Para os residentes da Horta, a proposta traz ferramentas que podem ser aplicadas em diferentes contextos locais: terrenos baldios transformados em espaços produtivos, hortas em equipamentos públicos, jardins escolares ou iniciativas de associações e projetos sociais que procuram aumentar a segurança alimentar e a coesão comunitária.
O curso inclui módulos teóricos e uma componente prática que orienta desde a produção de mudas até a colheita e pós-colheita.
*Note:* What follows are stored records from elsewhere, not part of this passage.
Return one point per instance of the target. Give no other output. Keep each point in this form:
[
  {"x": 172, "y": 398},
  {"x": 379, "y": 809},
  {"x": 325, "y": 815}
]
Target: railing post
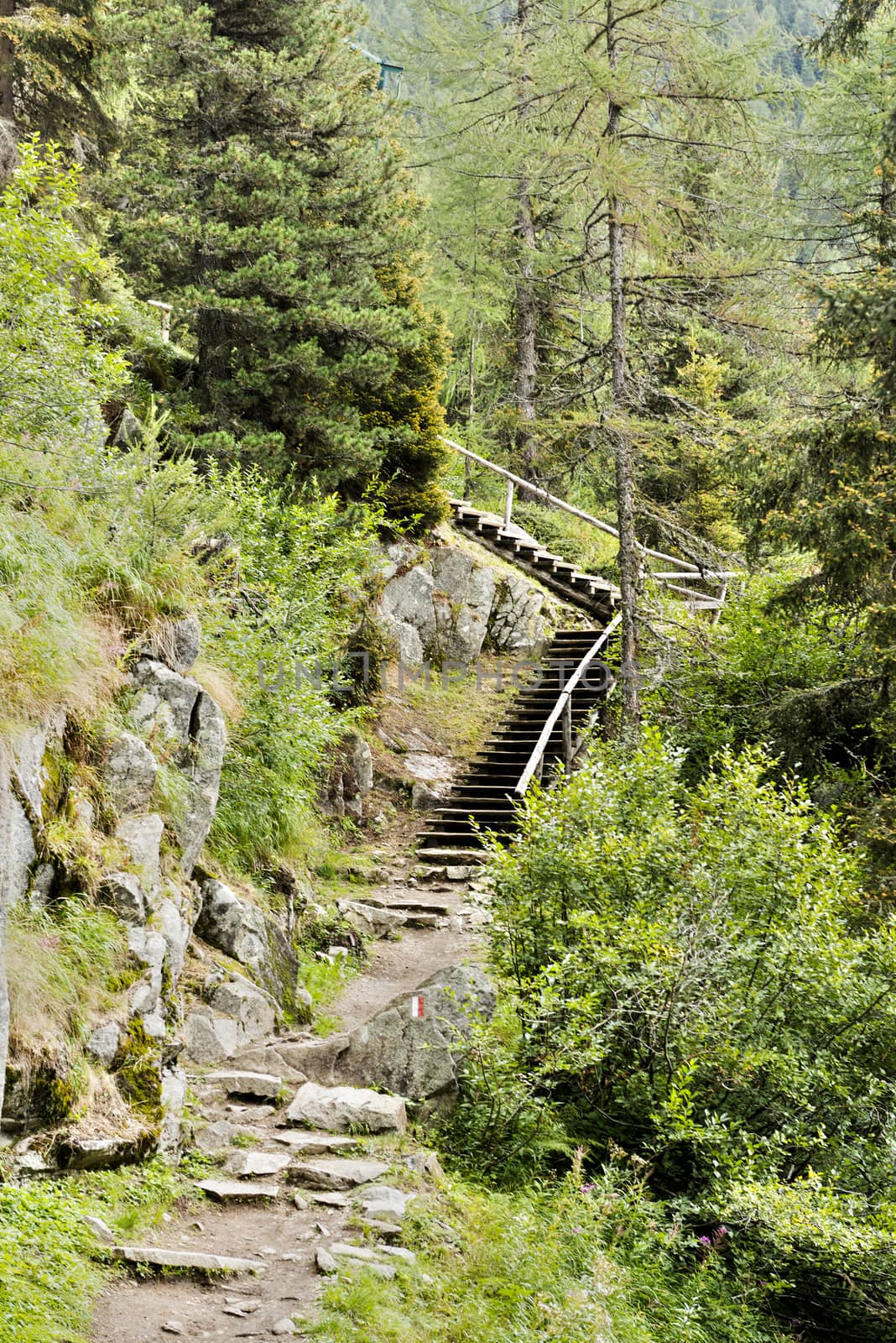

Entre os assuntos abordados estão princípios agroecológicos, planejamento de áreas de cultivo e formas de articular ações com câmaras municipais e instituições parceiras.
- Formação prática: passo a passo para implantação e manutenção.
- Mobilização: técnicas para envolver vizinhos e parceiros locais.
- Políticas públicas: entendimento das bases legais e instrumentos de apoio à agricultura urbana e periurbana.
Para quem pretende seguir a iniciativa na Horta, a flexibilidade do formato — estudando ao próprio ritmo, mediante acesso à internet — facilita a combinação com trabalho e outras responsabilidades. A capacitação aponta também para o potencial das hortas como espaços de convivência, promoção do bem-estar e eventual geração de trabalho e rendimento.
| Característica | Valor |
|---|---|
| Carga horária | 30 horas |
| Módulos | 5 módulos |
Habitantes e coletivos da Horta interessados podem inscrever-se a qualquer momento. A aplicação prática dos conteúdos torna este curso pertinente para escolas, juntas de freguesia, associações e grupos informais que procurem transformar espaços subutilizados em recursos alimentares e comunitários.
Ao oferecer orientações sobre aproveitamento do excedente e articulação institucional, a formação contribui para que iniciativas locais consigam não só produzir alimentos, mas também organizar-se de forma sustentável e integrada com políticas públicas existentes.